Employees at the City University of New York (CUNY) have been without a contract for over five years, despite the fact that most other state workers have not only settled their contracts but are actually preparing to negotiate the next round of agreements. The major hold up is a demand by Governor Andrew Cuomo that any salary increases for CUNY employees come out of the University’s operating budget – in essence, a major cutback in CUNY funding.
So in the event that these cuts continue, as mentioned by CUNY Chancellor James Milliken to the Legislature, some campuses would have to close entirely. Additionally, in the event that these efficiencies are not found, CUNY students can face a 50% tuition increase, to $9,500 a year, as noted in the Daily Op-Ed.
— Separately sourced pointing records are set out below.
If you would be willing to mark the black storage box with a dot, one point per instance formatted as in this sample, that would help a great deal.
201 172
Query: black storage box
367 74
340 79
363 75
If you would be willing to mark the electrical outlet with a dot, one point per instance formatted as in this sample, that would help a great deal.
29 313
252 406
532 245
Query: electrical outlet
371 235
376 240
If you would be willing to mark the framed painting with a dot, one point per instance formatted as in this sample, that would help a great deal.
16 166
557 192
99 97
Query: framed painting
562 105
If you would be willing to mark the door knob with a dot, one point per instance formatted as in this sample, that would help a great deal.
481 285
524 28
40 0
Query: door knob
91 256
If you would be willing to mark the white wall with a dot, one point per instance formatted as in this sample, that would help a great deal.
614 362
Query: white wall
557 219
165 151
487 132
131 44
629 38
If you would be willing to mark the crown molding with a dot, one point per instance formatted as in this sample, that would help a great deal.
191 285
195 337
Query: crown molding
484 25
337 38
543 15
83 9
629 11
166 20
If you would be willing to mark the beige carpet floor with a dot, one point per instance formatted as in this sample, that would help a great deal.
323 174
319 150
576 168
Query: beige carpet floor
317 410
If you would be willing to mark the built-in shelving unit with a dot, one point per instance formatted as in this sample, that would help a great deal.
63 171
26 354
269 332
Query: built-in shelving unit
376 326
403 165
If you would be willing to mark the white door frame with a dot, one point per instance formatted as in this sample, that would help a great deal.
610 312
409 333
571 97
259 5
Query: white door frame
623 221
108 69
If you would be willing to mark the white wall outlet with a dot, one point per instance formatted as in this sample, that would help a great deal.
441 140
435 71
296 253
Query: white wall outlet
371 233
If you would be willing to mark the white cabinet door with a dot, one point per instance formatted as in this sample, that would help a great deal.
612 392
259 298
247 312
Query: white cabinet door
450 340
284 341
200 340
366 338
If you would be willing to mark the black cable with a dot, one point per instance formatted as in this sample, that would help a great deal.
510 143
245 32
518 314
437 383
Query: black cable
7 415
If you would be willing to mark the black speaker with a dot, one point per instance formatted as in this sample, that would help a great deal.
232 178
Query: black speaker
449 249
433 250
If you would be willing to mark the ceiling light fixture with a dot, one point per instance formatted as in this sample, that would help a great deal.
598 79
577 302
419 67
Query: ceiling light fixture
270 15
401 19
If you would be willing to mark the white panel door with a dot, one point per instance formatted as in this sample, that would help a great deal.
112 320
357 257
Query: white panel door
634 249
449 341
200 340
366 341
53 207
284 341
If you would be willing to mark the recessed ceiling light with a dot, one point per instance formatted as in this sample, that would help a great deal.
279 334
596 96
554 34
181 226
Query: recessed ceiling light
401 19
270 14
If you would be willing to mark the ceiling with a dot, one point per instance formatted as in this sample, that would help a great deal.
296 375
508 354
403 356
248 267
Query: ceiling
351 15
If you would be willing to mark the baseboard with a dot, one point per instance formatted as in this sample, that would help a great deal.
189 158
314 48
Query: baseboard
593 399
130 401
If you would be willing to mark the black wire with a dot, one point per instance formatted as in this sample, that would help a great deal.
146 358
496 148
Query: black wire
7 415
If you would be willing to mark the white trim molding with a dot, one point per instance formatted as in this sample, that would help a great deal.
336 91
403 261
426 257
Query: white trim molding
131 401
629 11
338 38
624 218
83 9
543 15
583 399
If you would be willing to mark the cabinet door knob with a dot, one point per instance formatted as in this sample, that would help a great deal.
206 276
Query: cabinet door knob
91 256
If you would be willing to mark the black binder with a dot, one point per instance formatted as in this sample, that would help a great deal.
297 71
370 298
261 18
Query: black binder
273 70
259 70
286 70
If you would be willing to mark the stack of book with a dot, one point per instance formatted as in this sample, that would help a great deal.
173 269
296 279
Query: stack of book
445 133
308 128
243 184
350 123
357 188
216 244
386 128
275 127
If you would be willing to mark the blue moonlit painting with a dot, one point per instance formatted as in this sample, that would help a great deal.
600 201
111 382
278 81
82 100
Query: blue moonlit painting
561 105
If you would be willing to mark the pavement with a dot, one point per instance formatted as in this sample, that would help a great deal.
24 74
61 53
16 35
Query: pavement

-Alex S. Vitale is associate professor of sociology at Brooklyn College and author of City of Disorder: How the Quality of Life Campaign Transformed New York Politics. He is senior policy adviser to the Police Reform Organizing Project and serves on the New York State Advisory Committee to the US Civil Rights Commission. Said: “Perhaps the governor, who like his father was a product of parochial and private schools, fails to appreciate the central importance of CUNY for communities of color and immigrants. CUNY, as much as any other government institution, has been a central force in the building of the middle class and the integration of immigrants into the mainstream of society. It’s time that he treats funding for CUNY as the social justice issue it is, rather than a punching bag in his fight with the mayor”.
We hope Governor Cuomo acts accordingly and supports CUNY, because CUNY supports so many men and women by providing an educational platform in which many would otherwise not be able to have or afford, especially people of color, Hispanics, immigrants and the children of immigrants. CUNY is and has been an educational training ground for many current and future leaders, who by the way are contributing and giving back in many ways to this City and the America. As the largest educational institution in the country, the state and Governor Cuomo should very much support CUNY on the State budget side. It’s the right and smart thing to do.